Chair of the Committee, Lord Jay of Ewelme said, “It is a matter of deep regret that, in the intervening twelve months, the state of political dialogue in relation to the Protocol has deteriorated further. There is an urgent need for a reset of dialogue.”


Common Frameworks

The Lords Common Frameworks Scrutiny Committee has published its report, 'Common frameworks: an unfulfilled opportunity?'. The Committee calls Common Frameworks “a crucial, yet largely overlooked, aspect of the UK’s withdrawal from the EU” and says “the expectations of Common Frameworks as vehicles for policy development have not been met, despite what was indicated” in the 2017 Joint Ministerial Committee (EU Negotiations) communiqué”.

The Committee contends that post-Brexit legislation, such as the UK Internal Market Act 2020 and the Subsidy Control Act 2022, has “damaged relations between the four administrations.”The Committee comments on an “encouraging” early indication of the ability of frameworks to manage divergence as a result of the Protocol. It recommends that as part of framework reviews, “exercises are carried out on all frameworks that interact with the Protocol in order to assess their ability to cope with divergence.”

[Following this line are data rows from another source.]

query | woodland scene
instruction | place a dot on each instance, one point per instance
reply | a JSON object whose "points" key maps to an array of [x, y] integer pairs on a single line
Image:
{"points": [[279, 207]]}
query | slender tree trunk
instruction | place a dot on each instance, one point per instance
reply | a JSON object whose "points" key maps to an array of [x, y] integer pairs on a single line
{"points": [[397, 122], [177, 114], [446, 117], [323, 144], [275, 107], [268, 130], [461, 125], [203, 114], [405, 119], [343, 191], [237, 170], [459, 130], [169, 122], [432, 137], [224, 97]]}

The Committee also comments on the role of the Northern Ireland Executive and Assembly in the Common Frameworks process, saying, “It is regrettable that the Northern Ireland Executive and Northern Ireland Assembly has thus far had such limited engagement with the Common Frameworks programme…the case for including Northern Ireland’s devolved institutions is compelling given the specific circumstances applied by the Protocol on Ireland/Northern Ireland...The restoration of all political institutions is an urgent necessity and a prerequisite for any progress on Common Frameworks”. The Committee raises concerns about transparency on EU legislation applying to NI under the Protocol: “We are concerned that information sharing with the Northern Ireland Assembly and Northern Irish officials on forthcoming EU legislation that will apply to Northern Ireland by virtue of the Protocol is severely lacking.” The Committee also recommends that the UK Government “carefully considers how the Northern Ireland Protocol Bill may impact the operability of Common Frameworks.”

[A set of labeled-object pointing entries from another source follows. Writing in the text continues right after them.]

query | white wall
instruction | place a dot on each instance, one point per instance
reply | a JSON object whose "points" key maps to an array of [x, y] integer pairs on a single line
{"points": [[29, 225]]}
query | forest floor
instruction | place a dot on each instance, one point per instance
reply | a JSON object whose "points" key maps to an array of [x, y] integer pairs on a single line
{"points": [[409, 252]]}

The Government’s latest intergovernmental relations report states that all relevant ministers in Scotland, Wales, Northern Ireland and the UK Government have agreed the final version for the Nutrition Labelling, Composition and Standards Framework.

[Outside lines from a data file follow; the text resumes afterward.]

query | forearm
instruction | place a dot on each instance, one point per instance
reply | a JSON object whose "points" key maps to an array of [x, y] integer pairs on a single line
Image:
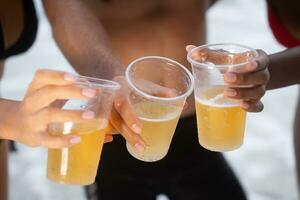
{"points": [[284, 68], [82, 38], [6, 117]]}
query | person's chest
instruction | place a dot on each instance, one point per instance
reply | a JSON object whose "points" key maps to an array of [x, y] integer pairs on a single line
{"points": [[289, 14]]}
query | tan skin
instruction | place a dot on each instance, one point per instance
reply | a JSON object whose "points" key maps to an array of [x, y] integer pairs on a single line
{"points": [[90, 33]]}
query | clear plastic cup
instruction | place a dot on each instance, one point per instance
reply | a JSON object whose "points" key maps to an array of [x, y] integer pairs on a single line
{"points": [[78, 164], [159, 87], [220, 120]]}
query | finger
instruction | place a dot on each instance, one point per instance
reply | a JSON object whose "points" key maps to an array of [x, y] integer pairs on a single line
{"points": [[56, 142], [262, 60], [56, 115], [110, 130], [254, 93], [58, 103], [254, 78], [126, 110], [108, 138], [252, 106], [44, 77], [131, 137], [185, 106], [48, 94], [188, 48]]}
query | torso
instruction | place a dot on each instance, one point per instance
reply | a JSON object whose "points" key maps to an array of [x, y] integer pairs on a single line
{"points": [[288, 12], [157, 27]]}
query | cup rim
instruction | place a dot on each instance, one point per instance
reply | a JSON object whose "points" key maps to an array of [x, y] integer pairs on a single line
{"points": [[199, 64], [148, 96], [103, 83]]}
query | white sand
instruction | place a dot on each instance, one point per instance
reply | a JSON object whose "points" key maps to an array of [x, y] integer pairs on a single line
{"points": [[265, 163]]}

On 14 July, a Commons Delegated Legislation Committee debated the Draft United Kingdom Internal Market Act 2020 (Exclusions from Market Access Principles: Single-use Plastics) Regulations 2022. This Statutory Instrument was brought forward following an agreement under the provisional Resources and Waste Common Framework to allow an exclusion from the market access principles for the Scottish Government to ban certain single use plastics. This was the first formal request in this regard. The Minister confirmed that the Statutory Instrument will be made without the consent of the Department for the Economy as the NI Executive is not meeting and such a cross-cutting issue would require the Executive’s consent. However, the Government has engaged with the Minister for Agriculture, Environment and Rural Affairs and the Minister for the Economy who have not raised any objections to the proposal.


Retained EU law

On 18 July, the Commons European Scrutiny Committee published a report on 'Retained EU Law: where next?'. The Committee argues that “retained EU law lacks the democratic legitimacy of UK statute.” It notes that the relationship between retained EU law and the devolution settlements “raises complex constitutional and legal issues” and urges the Government to consult the devolved administrations as early as possible on the content of the Retained EU Law Bill (commonly referred to as the Brexit Freedoms Bill): “This may mean going beyond usual practice in intergovernmental relations”. It also recommends that “until a satisfactory long-term resolution to the impact of the Protocol is achieved, the Government ensures that any future legislation to change the functioning of retained EU law includes provisions to ensure that Parliament is informed if changes to retained EU law could lead to divergence between Northern Ireland and the rest of the UK.”